Le Festival ODD SOUND est tombé près du pommier

Au cours des deux dernières années, Jacques Kuba Séguin a continué à donner des concerts «dans le jardin, chez moi, comme une manière de garder ma santé mentale», pendant que ses collègues et lui étaient empêchés de monter sur scène.
Photo: Valérian Mazataud Le Devoir Au cours des deux dernières années, Jacques Kuba Séguin a continué à donner des concerts «dans le jardin, chez moi, comme une manière de garder ma santé mentale», pendant que ses collègues et lui étaient empêchés de monter sur scène.

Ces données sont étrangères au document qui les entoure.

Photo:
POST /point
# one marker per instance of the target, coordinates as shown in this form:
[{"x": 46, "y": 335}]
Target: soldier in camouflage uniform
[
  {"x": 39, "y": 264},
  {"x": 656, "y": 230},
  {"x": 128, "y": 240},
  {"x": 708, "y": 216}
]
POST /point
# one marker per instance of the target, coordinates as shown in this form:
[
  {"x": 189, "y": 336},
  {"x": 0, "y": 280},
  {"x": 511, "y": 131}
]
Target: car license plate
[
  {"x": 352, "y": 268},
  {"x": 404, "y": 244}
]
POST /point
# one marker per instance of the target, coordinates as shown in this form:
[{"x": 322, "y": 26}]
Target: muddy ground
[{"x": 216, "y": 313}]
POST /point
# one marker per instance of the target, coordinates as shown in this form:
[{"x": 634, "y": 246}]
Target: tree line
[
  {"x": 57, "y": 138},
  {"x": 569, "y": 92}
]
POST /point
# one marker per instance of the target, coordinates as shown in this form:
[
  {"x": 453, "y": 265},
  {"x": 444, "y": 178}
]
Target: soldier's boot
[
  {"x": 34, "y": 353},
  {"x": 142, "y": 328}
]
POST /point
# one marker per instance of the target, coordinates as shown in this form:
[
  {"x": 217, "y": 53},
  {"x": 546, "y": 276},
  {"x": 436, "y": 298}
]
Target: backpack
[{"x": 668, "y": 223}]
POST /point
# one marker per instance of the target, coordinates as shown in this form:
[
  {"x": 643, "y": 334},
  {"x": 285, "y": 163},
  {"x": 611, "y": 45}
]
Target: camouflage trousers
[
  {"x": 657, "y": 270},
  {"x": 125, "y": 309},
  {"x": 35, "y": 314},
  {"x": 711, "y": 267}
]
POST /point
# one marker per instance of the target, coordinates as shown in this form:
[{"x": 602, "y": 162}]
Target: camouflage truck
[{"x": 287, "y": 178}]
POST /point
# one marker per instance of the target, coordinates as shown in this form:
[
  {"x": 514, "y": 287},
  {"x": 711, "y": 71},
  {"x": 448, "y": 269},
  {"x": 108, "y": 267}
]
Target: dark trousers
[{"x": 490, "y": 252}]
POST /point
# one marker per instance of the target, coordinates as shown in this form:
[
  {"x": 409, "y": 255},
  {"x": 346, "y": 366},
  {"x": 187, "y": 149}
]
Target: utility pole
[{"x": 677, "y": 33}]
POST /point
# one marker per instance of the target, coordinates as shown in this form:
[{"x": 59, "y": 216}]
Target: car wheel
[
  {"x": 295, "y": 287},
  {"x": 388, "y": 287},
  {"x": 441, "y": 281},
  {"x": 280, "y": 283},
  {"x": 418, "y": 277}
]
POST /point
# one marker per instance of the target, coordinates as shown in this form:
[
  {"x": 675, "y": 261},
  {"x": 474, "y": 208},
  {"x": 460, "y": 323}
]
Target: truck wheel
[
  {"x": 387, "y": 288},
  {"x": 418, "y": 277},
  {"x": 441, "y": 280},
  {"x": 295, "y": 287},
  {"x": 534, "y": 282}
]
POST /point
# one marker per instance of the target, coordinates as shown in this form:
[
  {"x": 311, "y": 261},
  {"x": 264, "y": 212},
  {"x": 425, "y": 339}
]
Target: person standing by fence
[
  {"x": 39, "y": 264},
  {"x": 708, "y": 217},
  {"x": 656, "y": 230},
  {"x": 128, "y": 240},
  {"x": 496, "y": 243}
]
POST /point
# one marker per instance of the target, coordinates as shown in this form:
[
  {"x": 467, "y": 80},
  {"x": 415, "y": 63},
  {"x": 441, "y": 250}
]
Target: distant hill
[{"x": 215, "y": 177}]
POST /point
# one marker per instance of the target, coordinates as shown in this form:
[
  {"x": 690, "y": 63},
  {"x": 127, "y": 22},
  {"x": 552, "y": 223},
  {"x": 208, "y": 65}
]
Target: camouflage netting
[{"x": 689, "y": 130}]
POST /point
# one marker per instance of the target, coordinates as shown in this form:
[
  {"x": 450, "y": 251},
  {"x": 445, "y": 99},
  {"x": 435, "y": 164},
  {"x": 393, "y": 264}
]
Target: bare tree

Même avant que la pandémie nous tombe dessus, le compositeur et trompettiste Jacques Kuba Séguin en était aussi venu à cette conclusion : il n’y aura jamais trop de festivals de jazz à Montréal. La création du festival Odd Sound, qui se déroulera les 7, 14 et 15 avril, mijotait donc depuis trois ans, « mais la pandémie nous a mis des bâtons dans les roues », dit-il. À moins qu’elle ait plutôt offert au musicien et à ses collaborateurs Philippe Côté, saxophoniste, et Olivier Hébert, contrebassiste et tromboniste, une piste musicale à explorer avec cet événement ?

C’est qu’au cours des deux dernières années, Jacques Kuba Séguin a continué à donner des concerts « dans le jardin, chez moi, comme une manière de garder ma santé mentale », pendant que ses collègues et lui étaient empêchés de monter sur scène. Il a ainsi réuni les voisins dans un groupe privé sur Facebook nommé « Jazz sous le pommier dans Villeray », pour les inviter à une série de microconcerts estivaux. « Je faisais à manger, les gens arrivaient par la ruelle en apportant leurs chaises et venaient découvrir le travail des compositeurs d’ici. Ça a marché : plus d’une centaine de personnes se sont abonnées à la page privée. Et plein de gens me disaient : Moi, le jazz, je n’aime pas ça, mais ça, oui ! »

« Dans l’échange »

Sous le pommier a germé le concept du festival Odd Sound : une direction musicale portée sur le jazz et les musiques instrumentales de composition. L’événement sera inauguré à l’heure de l’apéro jeudi à la salle Bourgie du Musée des beaux-arts de Montréal, avec Jacques, Yannick Rieu (saxophone ténor), Jean-Michel Pilc (piano), Olivier Salazar (vibraphone), Rémi-Jean Leblanc (contrebasse) et Kevin Warren (batterie).

Les 14 et 15 avril, le festival Odd Sound s’installera à la Sala Rossa pour des soirées s’inspirant des concerts de ruelle, avec trois concerts « relativement courts » par soir. D’abord, Philippe Côté (en trio) et son projet Ornithologie, l’orchestre du contrebassiste Alex Le Blanc et le dansant Chomedey Inn. Le lendemain, place au brass band du tromboniste Olivier Hébert, au trio de la pianiste Emie R. Roussel et au Nonette Odd Sound, « qui réunit plein de musiciens qui ont des albums parus sur notre étiquette et qui ont tous composé des œuvres spécialement pour ce concert ».

Un vrai festival-boutique, quoi, niché mais accessible, à l’image des musiciens qui forment la petite famille musicale du compositeur et trompettiste. « Une initiative à échelle humaine, où on est plus dans l’échange, indique Jacques Kuba Séguin. On veut provoquer des collaborations, un festival où les musiciens sont eux-mêmes les directeurs artistiques de l’événement. »

« À travers Jazz sous le pommier, on s’est rendu compte que les gens ont besoin d’entendre de la musique instrumentale, ont besoin de découvrir ce genre de musique qui ne connaît pas de barrière linguistique, et maintenant, on amène l’idée un peu plus loin avec le festival », rattaché à la structure d’autoproduction (de disques et de spectacles) Odd Sound, dans laquelle, souligne Jacques Kuba Séguin, « chaque artiste a son son, sa vision, sa manière de faire les choses, mais tout le monde a le même statut dans la structure puisqu’on se sépare les tâches ».